Tuesday, June 26, 2007

Quentin Davies



Journos and other political tragics have been primed for news of political defections over the last few weeks. The direction of travel was supposed to be from the Liberal Democrats to the Conservatives. Well, Quentin Davies, the Europhile MP for Grantham has confounded them by choosing the day before Gordon Brown's ascension to the Premiership to defect from the Tories to the Labour Party.
Apart from wondering whether this the first recorded occasion of a rat joining a sinking ship, what the hell is Davis up to? In his published letter he talks of his disillusion with a party which “appears to me to have ceased collectively to believe in anything, or to stand for anything. It has no bedrock. It exists on shifting sands. A sense of mission has been replaced by a PR agenda." Which mission is he talking about exactly? That of William Hague? Duncan Smith? Davies was a shadow minister for both. Does he really believe that the Tories are less possessed of coherent policies than under IDS? Or is this merely the move of someone desperate for a little limelight? It's not good news for Cameron, whatever the motive.
UPDATE: Blimey, what a pompous ass
Believe it or not, I have no personal animus against you. You have always been perfectly courteous in our dealings. You are intelligent and charming.
As you know, however, I never supported you for the leadership of the party - even when, after my preferred candidate, Ken Clarke, had been defeated in the first round, it was blindingly obvious that you were going to win.

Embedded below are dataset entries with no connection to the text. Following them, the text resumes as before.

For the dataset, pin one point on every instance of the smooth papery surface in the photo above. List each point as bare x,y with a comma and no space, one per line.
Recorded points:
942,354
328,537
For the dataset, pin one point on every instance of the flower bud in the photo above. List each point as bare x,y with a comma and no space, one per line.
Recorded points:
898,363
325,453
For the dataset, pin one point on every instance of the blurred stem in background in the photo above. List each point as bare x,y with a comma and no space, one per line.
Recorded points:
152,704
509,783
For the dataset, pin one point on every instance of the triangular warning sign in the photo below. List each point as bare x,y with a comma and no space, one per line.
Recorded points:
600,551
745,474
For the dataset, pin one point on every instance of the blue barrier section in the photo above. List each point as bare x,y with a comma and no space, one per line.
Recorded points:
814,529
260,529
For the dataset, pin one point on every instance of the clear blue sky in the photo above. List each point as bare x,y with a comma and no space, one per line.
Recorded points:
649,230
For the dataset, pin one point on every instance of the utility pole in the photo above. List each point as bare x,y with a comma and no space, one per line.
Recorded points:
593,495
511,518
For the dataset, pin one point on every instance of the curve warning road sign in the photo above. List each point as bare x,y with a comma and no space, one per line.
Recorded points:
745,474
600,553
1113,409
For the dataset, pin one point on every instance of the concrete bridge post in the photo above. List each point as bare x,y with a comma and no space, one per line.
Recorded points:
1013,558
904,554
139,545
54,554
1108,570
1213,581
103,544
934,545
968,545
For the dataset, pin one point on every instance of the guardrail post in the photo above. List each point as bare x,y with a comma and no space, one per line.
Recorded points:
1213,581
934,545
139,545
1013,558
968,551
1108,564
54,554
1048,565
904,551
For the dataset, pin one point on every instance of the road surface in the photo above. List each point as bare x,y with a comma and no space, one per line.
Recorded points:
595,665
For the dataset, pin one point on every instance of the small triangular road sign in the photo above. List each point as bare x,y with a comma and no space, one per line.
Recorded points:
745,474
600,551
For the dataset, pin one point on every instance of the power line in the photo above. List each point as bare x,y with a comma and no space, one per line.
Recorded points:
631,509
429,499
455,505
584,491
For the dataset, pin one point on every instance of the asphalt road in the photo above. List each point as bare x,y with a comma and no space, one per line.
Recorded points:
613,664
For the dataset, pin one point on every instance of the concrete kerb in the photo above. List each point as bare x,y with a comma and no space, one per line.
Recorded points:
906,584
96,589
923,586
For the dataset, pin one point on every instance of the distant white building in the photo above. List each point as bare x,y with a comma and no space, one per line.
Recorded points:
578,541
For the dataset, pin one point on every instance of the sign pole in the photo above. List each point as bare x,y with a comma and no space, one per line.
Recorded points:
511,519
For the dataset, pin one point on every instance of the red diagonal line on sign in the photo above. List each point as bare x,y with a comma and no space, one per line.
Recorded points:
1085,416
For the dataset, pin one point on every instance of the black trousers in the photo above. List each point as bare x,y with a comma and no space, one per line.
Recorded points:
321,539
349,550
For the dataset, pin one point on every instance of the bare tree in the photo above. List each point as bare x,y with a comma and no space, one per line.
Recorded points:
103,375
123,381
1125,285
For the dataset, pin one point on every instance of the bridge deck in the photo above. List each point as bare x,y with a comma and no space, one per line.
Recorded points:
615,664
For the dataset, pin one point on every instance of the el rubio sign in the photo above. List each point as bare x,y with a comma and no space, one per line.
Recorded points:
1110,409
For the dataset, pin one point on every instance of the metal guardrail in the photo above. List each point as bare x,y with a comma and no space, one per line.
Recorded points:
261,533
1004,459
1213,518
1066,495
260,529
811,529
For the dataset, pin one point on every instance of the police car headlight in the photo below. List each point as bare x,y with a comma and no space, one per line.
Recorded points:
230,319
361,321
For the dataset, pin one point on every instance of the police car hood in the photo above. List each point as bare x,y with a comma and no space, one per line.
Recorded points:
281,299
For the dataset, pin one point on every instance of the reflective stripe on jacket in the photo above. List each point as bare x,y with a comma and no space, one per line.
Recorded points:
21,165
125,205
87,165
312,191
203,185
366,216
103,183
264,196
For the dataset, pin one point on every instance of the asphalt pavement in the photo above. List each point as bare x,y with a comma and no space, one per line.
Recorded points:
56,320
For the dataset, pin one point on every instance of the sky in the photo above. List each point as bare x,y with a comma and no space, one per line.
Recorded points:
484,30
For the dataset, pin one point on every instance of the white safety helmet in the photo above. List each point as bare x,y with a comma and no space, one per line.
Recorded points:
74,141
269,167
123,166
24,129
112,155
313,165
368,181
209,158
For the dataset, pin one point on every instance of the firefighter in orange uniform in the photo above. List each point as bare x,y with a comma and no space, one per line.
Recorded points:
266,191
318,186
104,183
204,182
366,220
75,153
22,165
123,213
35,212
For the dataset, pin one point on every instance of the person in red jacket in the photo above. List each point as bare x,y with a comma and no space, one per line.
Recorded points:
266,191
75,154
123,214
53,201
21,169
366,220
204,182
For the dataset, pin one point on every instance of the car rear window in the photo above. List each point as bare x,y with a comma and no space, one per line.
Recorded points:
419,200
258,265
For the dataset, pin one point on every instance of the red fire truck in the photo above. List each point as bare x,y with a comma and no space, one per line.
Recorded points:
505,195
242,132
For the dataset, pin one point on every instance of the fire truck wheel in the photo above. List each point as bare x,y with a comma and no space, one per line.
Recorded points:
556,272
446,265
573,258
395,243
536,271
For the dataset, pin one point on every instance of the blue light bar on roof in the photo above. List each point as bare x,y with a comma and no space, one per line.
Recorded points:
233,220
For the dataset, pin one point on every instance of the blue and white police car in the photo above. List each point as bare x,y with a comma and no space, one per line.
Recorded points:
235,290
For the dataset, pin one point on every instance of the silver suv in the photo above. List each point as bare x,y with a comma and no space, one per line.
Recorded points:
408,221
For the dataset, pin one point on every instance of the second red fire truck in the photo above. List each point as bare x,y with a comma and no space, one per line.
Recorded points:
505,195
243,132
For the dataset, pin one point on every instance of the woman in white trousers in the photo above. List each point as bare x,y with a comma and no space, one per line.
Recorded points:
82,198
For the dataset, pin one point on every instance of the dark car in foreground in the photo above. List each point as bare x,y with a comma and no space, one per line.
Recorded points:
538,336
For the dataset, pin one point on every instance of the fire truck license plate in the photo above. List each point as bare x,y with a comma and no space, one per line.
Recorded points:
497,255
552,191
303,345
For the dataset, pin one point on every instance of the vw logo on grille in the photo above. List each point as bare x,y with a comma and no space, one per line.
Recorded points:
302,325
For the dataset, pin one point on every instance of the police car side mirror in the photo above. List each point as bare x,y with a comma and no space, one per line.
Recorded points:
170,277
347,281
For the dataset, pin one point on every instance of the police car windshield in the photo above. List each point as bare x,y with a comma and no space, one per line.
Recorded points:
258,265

Nor, for the same reasons, have I ever sought office in your shadow administration.
Although you have many positive qualities you have three, superficiality, unreliability and an apparent lack of any clear convictions, which in my view ought to exclude you from the position of national leadership to which you aspire and which it is the presumed purpose of the Conservative party to achieve.
Believing that as I do, I clearly cannot honestly remain in the party. I do not intend to leave public life.
On the contrary I am looking forward to joining another party with which I have found increasingly I am naturally in agreement and which has just acquired a leader I have always greatly admired, who I believe is entirely straightforward, and who has a towering record, and a clear vision for the future of our country which I fully share.
Because my constituents, to whose interests of course I remain devoted, are entitled to know the full background, I am releasing this letter to the press.
So devoted is he, that I'm sure we can expect a bye-election so that his constituent can register their approval of his move.